Dies ist kein Einzelfall: Nachdem die Bundesregierung im Mai 2020 ein Portal zur Verfügung stellte, auf dem geschädigte Pauschalreisende den fehlenden Anteil des Reisepreises oder ihrer Anzahlung beantragen konnten, seien 106 385 Anmeldungen eingegangen, sagt ein Sprecher des zuständigen Bundesjustizministeriums auf Anfrage. „Zum 20. April 2021 wurden davon rund 74 200 Fälle abschließend bearbeitet und entsprechende Auszahlungen von rund 103 Millionen Euro veranlasst.“ Im Umkehrschluss bedeutet das aber: Mehr als 32 000 Menschen warten aktuell noch auf ihr Geld. Laut Ministeriumssprecher soll dieses bis zum 30. Juni auf das Konto der Betroffenen eingehen. Bis dahin haben die Geschädigten wohl kaum eine andere Möglichkeit, als abzuwarten.
Hotline für Rückfragen
„Der Bund hat keine Frist genannt, bis wann das Geld ausgezahlt wird“, erklärt Oliver Buttler von der Verbraucherzentrale Baden-Württemberg. Damit habe man es sich ziemlich leicht gemacht. Den betroffenen Pauschalreisenden rät er: „ Am besten immer mal wieder nachhaken, vielleicht sogar selbst eine Frist für die Rückerstattung setzen.“ Das Bundesjustizministerium hat für Fragen der Betroffenen eine Hotline unter der Rufnummer 0361/606-670 12 eingerichtet, die werktags von 8 bis 20 Uhr erreichbar ist.
Verbraucherinnen und Verbraucher, die mit der Anmeldung ihrer Ansprüche auf dem Portal der Bundesregierung zumindest bis zum 15. November vergangenen Jahres begonnen haben, können diese noch bis zum 31. Mai abschließen.
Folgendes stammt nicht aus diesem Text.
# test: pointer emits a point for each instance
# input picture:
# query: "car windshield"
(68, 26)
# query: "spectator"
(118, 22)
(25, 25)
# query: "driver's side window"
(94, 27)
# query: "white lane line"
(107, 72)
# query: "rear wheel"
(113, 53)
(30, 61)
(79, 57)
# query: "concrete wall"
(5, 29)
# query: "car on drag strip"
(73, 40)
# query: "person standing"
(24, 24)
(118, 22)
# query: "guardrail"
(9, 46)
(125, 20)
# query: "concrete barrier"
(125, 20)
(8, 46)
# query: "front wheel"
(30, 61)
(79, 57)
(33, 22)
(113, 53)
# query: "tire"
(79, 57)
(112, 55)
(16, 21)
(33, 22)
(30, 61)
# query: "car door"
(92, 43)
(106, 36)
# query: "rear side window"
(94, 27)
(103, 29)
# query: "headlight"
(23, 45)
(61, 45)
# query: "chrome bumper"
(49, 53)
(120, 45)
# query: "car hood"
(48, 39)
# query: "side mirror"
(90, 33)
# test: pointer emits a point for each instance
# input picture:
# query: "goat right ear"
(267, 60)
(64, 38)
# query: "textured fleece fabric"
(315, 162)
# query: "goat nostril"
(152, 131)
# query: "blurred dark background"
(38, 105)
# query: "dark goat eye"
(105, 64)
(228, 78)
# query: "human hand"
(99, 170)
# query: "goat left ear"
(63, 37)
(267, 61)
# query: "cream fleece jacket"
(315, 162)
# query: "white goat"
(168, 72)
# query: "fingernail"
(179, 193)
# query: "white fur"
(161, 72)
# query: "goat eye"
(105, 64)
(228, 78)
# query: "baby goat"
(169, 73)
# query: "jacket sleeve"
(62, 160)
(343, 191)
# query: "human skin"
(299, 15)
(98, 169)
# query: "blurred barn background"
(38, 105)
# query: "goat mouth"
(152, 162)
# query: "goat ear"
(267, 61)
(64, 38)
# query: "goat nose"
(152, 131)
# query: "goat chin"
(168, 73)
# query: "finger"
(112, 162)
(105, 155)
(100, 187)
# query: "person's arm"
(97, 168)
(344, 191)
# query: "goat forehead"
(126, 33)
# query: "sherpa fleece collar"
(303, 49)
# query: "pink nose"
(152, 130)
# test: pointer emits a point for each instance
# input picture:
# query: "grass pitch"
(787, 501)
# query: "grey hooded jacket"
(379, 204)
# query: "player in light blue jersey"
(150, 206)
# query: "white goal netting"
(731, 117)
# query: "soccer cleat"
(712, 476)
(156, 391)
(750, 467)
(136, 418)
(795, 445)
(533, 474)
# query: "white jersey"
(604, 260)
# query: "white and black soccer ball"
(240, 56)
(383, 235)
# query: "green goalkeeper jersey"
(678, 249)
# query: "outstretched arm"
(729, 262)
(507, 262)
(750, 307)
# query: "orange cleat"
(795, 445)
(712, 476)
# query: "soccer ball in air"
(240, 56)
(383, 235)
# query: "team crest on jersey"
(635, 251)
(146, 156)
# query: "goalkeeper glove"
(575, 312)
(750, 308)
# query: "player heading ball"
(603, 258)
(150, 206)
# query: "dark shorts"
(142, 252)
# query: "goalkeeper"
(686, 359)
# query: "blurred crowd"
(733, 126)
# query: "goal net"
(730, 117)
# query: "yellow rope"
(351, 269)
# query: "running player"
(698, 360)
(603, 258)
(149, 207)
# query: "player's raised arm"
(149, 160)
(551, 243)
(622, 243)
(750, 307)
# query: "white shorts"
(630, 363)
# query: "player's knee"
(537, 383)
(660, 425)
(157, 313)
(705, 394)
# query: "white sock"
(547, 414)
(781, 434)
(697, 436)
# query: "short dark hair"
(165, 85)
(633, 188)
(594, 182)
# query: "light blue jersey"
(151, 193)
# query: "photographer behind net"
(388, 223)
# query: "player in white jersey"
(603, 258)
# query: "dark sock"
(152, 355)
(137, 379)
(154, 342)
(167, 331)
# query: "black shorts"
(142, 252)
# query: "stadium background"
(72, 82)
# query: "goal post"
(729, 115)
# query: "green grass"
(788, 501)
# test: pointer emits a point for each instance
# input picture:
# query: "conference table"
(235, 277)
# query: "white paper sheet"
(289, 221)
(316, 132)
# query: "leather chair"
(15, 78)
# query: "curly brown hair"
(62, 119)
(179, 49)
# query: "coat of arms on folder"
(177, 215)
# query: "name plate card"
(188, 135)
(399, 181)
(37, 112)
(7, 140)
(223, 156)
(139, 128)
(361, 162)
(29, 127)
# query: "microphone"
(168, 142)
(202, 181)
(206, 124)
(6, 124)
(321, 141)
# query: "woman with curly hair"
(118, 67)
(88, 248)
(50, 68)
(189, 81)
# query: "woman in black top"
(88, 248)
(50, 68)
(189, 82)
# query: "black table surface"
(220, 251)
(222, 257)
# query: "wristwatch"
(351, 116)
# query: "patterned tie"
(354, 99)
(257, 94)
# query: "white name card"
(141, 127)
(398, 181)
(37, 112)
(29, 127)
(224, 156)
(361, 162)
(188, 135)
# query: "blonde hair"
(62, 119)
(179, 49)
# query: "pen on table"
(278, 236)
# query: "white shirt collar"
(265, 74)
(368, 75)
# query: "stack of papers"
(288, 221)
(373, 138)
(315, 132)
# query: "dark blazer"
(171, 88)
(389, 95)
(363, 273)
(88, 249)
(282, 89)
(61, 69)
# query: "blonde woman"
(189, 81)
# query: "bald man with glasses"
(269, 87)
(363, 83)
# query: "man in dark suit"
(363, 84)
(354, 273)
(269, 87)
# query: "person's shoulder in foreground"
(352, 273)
Fehlende Angaben oder Unterlagen seien einer der Gründe, warum einige Zahlungen bisher nicht beglichen werden konnten, erklärt der Ministeriumssprecher. Zudem könnten die Anmeldungen erst nach Festsetzung der Leistung der Insolvenzversicherung oder sonstiger Ansprüche - wie etwa der Rückerstattung des Reisepreises bei Kreditkartenzahlungen - abschließend bearbeitet werden. Denn diese greifen zuerst.
Im Fall der Thomas-Cook-Pleite ist für Pauschalreisende mit Sicherungsschein die Zurich Versicherung zuständig. „Von unserer Seite ist der Prozess komplett abgeschlossen“, berichtet ein Sprecher des Unternehmens auf Nachfrage. Da der Gesamtschaden der Insolvenz in Höhe von 287,4 Millionen Euro die gesetzlich vorgeschriebene Versicherungssumme von 110 Millionen Euro deutlich überschritten hatte, war der Bund für die Restbeträge überhaupt erst eingesprungen. Ebenfalls betroffen waren und sind Buchungen über die Veranstalter Neckermann Reisen, Öger Tours, Bucher Reisen und Air Marin sowie über Thomas Cook International.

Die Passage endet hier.